The new prime minister has stuck the knife into almost everything else but the Beauty Commission has somehow survived – and may prove to be an unexpected ally for the profession
There were a couple of moments during Boris Johnson’s Manchester speech on Saturday when I had to wonder if the new prime minister had been reading Jane Jacobs.
He was talking about how London had turned itself around from the decline of the 1960s and 70s to regain its position as a world-leading city.
He identified the four basic ingredients of success as liveability, connections, culture and, finally, devolved power and responsibility.
Liveability required safe streets, affordable homes, good jobs and great public services, he said, while connections boiled down to broadband and transport. “Inspiration and innovation, cross fertilisation between people, literally and figuratively, cannot take place unless people can bump into each other, compete, collaborate, invent and innovate,” said Johnson.
He went on to conjure an image of a talented “young kid in a deprived town with intermittent transport” who can’t get to where the jobs are; those places where the diversity of people sparks flashes of creativity.
There is something here of Jacobs’ sidewalk ballet, and certainly of her analysis of the rich human and built ecology of great cities.
How will Johnson help this kid meet other creative minds? He pledged support for “northern powerhouse rail” – though critics claim he is merely reheating an old promise and pointed out that in almost the same breath he had ordered a review of HS2. He pledged improved bus services – “I love buses. I helped to invent a new type of bus [designed, of course, by Garden Bridge collaborator Heatherwick], very beautiful that it is”. And he pledged better broadband.

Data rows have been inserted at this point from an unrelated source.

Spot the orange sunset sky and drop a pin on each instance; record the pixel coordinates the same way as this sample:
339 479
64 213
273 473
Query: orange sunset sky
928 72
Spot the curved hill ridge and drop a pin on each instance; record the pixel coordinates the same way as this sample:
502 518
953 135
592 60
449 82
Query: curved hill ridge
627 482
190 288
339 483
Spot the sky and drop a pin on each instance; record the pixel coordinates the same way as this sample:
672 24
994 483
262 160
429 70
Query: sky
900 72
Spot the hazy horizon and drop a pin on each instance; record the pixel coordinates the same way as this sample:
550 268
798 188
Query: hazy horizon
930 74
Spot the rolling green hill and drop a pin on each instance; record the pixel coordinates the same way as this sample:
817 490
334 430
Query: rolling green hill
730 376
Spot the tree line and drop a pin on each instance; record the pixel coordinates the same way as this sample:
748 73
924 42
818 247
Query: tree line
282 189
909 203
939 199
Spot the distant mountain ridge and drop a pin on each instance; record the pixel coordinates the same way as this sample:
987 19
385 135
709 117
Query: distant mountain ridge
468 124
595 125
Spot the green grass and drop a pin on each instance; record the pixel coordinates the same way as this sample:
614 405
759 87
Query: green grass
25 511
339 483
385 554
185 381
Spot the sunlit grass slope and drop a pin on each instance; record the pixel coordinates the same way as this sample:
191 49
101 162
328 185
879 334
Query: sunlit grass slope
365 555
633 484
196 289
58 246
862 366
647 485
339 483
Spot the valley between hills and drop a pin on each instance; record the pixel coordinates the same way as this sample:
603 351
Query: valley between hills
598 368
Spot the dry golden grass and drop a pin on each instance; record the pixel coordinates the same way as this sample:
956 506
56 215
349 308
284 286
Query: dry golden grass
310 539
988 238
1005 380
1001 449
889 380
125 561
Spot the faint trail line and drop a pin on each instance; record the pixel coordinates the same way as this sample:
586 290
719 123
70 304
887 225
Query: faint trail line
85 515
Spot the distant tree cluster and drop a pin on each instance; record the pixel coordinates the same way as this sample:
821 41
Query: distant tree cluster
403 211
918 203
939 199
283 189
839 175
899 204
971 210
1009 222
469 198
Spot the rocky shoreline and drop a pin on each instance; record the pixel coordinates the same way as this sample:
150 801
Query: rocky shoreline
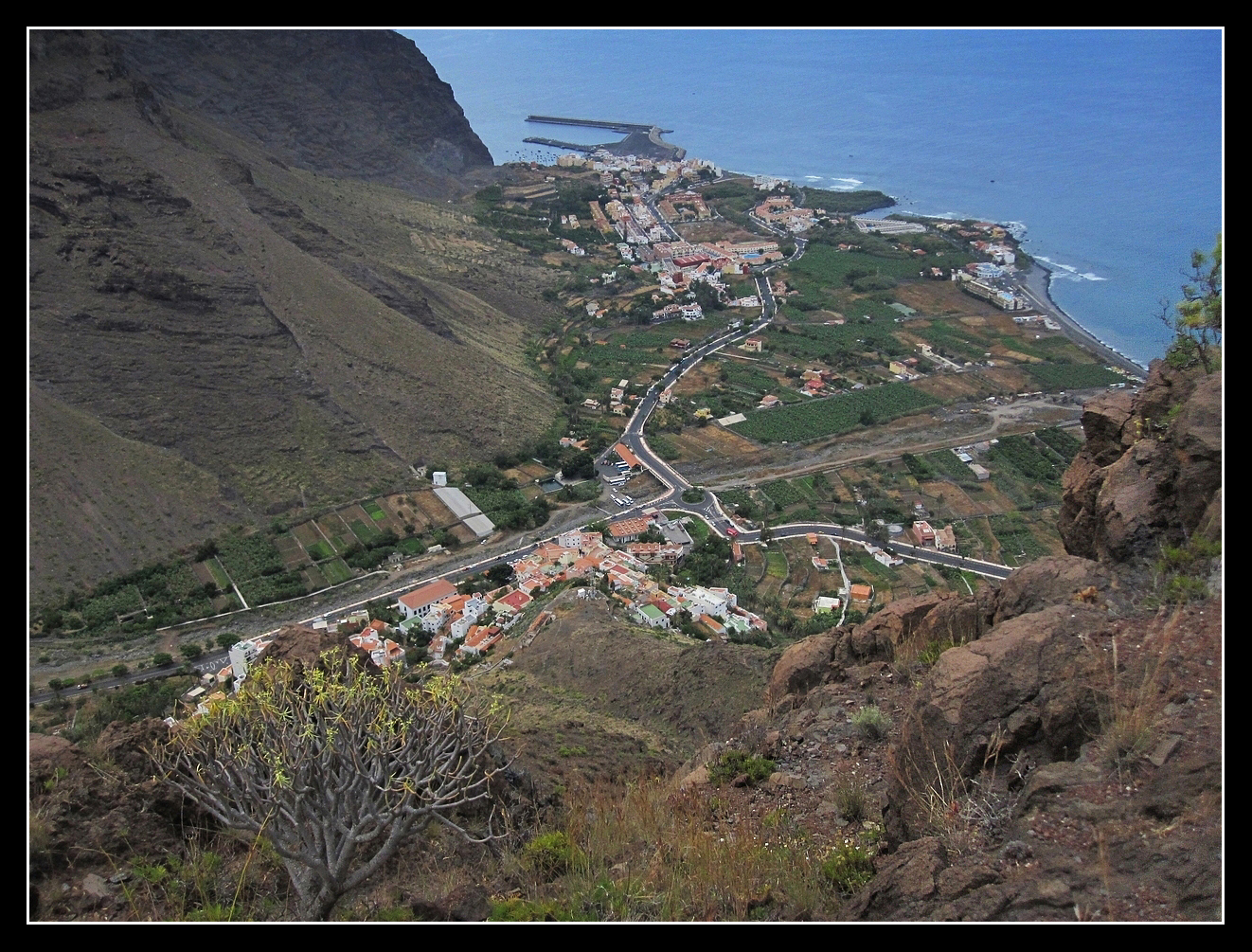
1039 288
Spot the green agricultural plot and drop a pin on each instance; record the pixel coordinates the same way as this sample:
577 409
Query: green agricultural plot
411 547
335 571
945 462
321 551
366 533
782 493
278 586
840 345
1061 442
1022 457
218 572
314 579
249 556
834 415
775 566
1073 376
1017 537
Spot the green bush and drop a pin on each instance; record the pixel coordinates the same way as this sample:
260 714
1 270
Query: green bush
550 854
733 763
850 800
517 909
848 869
871 723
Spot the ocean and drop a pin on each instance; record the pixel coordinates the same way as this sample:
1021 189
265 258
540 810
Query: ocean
1103 148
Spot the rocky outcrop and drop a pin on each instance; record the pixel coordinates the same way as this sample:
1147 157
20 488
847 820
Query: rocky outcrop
804 665
882 632
1026 689
347 103
1050 582
1150 470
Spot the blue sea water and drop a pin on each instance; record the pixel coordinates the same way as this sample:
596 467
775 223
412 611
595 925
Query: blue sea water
1104 146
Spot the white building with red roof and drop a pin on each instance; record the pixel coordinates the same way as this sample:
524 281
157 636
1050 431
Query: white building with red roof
420 602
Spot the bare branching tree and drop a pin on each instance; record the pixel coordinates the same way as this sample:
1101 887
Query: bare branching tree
334 766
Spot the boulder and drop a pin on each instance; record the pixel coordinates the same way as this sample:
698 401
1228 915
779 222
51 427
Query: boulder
903 882
882 632
1108 424
1027 685
803 665
1150 470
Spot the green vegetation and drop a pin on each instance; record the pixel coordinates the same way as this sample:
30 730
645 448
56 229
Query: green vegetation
1197 322
502 501
1062 442
1015 536
335 571
131 604
1023 458
740 501
550 854
1073 376
847 203
871 723
248 556
736 763
1183 570
136 702
782 494
835 415
849 867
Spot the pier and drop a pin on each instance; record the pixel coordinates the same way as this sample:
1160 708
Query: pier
641 139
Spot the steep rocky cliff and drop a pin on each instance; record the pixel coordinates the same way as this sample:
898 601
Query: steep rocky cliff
1151 471
1054 745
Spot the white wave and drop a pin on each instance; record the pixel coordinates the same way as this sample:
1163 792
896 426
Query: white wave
1052 263
1067 272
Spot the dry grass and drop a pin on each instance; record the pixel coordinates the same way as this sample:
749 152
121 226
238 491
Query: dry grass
968 815
1131 687
644 852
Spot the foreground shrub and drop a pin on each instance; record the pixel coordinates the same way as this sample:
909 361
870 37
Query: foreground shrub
848 869
733 763
550 854
871 723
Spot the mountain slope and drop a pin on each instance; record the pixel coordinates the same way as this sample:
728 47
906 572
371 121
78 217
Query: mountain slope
290 334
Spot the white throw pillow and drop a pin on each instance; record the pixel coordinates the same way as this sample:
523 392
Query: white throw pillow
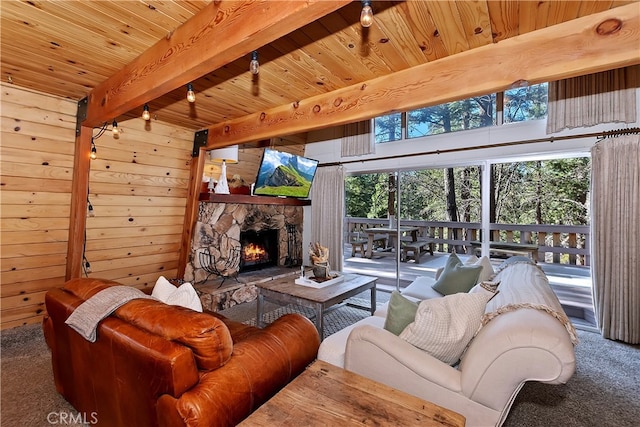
443 327
184 296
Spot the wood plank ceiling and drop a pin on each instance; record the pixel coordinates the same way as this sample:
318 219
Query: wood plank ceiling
67 48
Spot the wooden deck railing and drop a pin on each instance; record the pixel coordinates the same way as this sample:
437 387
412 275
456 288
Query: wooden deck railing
557 244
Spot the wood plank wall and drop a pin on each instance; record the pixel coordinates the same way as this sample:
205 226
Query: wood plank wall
138 190
37 147
137 187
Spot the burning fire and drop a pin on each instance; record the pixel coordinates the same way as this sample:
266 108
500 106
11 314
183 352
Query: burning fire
253 252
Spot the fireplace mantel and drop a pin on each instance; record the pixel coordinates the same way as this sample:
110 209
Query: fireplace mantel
254 200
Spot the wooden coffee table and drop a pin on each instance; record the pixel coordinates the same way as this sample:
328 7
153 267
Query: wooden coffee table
325 395
285 291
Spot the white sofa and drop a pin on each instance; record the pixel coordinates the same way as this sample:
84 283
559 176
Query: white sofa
525 336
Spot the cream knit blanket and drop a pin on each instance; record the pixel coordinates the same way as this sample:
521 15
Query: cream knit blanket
86 317
524 285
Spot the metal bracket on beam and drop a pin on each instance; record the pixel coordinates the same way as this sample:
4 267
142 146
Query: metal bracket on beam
81 114
199 141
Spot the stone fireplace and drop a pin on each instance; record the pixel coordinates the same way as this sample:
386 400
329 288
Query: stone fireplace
222 228
258 249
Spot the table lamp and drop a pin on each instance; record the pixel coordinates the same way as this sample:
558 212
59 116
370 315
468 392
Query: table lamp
224 155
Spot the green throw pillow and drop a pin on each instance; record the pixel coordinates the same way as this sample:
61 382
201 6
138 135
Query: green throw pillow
401 311
457 277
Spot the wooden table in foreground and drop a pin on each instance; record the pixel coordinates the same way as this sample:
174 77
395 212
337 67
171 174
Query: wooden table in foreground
285 291
325 395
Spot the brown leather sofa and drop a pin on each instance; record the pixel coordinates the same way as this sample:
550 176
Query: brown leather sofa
156 364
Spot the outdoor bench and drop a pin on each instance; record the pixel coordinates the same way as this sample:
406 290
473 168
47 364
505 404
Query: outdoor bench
509 248
417 248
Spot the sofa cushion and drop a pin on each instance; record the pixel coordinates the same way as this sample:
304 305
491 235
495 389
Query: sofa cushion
184 296
207 336
456 277
443 327
401 311
421 288
333 348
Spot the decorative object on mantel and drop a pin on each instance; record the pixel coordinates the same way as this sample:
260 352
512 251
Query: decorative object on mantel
224 155
237 185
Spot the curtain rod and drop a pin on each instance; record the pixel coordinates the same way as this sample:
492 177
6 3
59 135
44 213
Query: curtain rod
600 135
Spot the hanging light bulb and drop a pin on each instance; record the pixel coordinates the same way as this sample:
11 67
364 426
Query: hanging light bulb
191 95
254 65
146 115
94 152
366 17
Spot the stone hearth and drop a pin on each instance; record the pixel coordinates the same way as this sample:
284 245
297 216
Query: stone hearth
216 296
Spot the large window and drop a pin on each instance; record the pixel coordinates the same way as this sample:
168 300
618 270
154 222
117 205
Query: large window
525 103
470 113
519 104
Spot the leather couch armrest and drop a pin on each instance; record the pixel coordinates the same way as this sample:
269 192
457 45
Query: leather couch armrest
262 363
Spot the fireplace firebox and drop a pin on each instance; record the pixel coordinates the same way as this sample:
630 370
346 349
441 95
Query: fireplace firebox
259 249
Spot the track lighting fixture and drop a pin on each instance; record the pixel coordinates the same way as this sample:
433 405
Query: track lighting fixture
254 65
366 17
146 115
94 152
191 95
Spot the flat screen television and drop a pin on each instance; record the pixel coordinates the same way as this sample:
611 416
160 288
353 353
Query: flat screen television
284 175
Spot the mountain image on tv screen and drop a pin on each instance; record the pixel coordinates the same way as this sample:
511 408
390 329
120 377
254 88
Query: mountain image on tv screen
284 174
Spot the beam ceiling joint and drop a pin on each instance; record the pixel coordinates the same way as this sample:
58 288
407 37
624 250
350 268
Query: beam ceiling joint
81 114
199 141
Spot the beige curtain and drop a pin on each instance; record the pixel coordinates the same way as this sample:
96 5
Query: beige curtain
356 140
606 97
327 212
615 234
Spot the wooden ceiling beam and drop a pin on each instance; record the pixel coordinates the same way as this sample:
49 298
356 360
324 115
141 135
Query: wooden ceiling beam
217 35
598 42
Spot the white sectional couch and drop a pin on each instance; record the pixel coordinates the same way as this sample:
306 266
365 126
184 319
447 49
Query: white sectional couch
525 336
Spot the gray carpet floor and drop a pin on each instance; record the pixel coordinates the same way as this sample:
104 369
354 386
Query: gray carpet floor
604 391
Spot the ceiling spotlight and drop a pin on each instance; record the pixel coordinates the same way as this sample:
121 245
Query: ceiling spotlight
191 95
146 115
254 65
366 17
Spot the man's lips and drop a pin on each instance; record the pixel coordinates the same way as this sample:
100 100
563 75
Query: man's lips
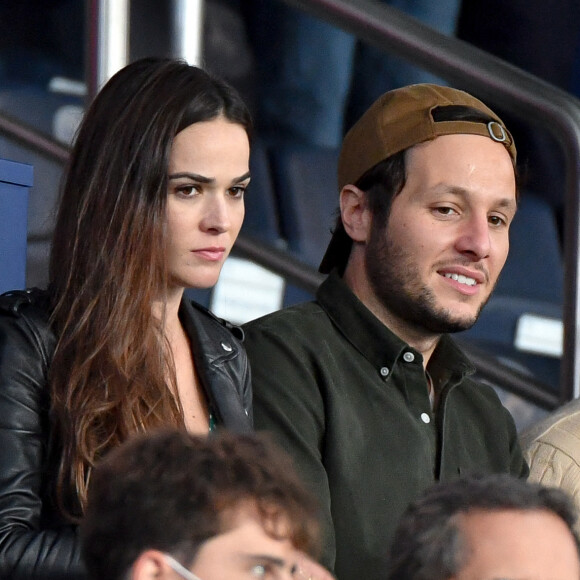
211 254
465 280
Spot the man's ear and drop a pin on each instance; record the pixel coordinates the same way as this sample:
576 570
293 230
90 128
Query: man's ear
354 213
151 565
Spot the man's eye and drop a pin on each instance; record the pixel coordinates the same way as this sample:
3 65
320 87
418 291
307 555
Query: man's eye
259 571
445 210
496 220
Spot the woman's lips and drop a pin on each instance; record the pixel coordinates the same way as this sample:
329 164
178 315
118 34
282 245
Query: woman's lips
210 254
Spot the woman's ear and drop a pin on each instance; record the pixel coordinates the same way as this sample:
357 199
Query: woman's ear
354 213
151 565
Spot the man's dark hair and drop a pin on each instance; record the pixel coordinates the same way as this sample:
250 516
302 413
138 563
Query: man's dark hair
428 543
172 491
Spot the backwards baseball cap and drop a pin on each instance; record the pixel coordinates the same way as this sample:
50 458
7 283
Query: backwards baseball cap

All these things will be part of his trumpeted £3.6bn towns fund which will also be spent on “that vital social and cultural infrastructure, from libraries and art centres to parks and youth services: the institutions that bring communities together, and give places new energy and new life”.
This sounds like good news for architects although, given that he has pledged cash in the last few days for every conceivable special interest, from genetic research to space flight, one can only wonder if he’s found a bumper pack of seeds for magic money trees under the doormat at No.10. Or that he’s softening up the nation for an election.
Not surprisingly for a former mayor of London, housing is a Johnson priority – which is also a good thing – though there will be an ideological return to a home ownership agenda after Theresa May’s laudable support for other tenures. It remains to be seen what this change of focus will mean for the burgeoning build-to-rent sector.
Johnson identified the gulf between those who can afford their own home and those who cannot as “one of the biggest divides in our country” and to that end vowed to “review everything – including planning regulations, stamp duty, housing zones, as well as the efficacy of existing government initiatives”.
That last might have spelled the end of the Building Beautiful Commission, just days after James Brokenshire reappointed Roger Scruton to its helm. This would have been no surprise since worthy built environment commissions are routinely mothballed by incoming ministers – witness Farrell, Letwin, Raynsford.
Instead in his next sentence he indicated that the BBBBC, which was set up by former housing minister and key Johnson loyalist Kit Malthouse, is here to stay. He said: “We will… emphasise the need, the duty, to build beautiful homes that people actually want to live in, and being sensitive to local concerns.”
He couldn’t have made it clearer that his government remains a believer in the slippery notion of beauty as the best way to convince communities not to oppose urgently needed housing developments in their backyards – even if his motivation is partly wanting to reward an ally.
Architects, then, will be breathing a sigh of relief that the commission’s interim report, published this month, contained many sensible ideas and demonstrated that co-chair Nicholas Boys Smith – once pilloried for being on the “wrong side” of the style debate – has listened carefully. It is clear he has come to understand that planning and procurement are key to delivering high-quality new neighbourhoods, and that is something for the profession to cheer.
And of course it hardly needs saying that this is about more than work for architects – it’s about creating sustainable communities and safe buildings.
Given the unprecedented number of new brooms sweeping into the housing ministry and every other department in the last week – and Johnson’s famously short attention span – we may find ourselves relying on the once-derided BBBBC to be the voice of consistency and reason in future government policy-making on the built environment.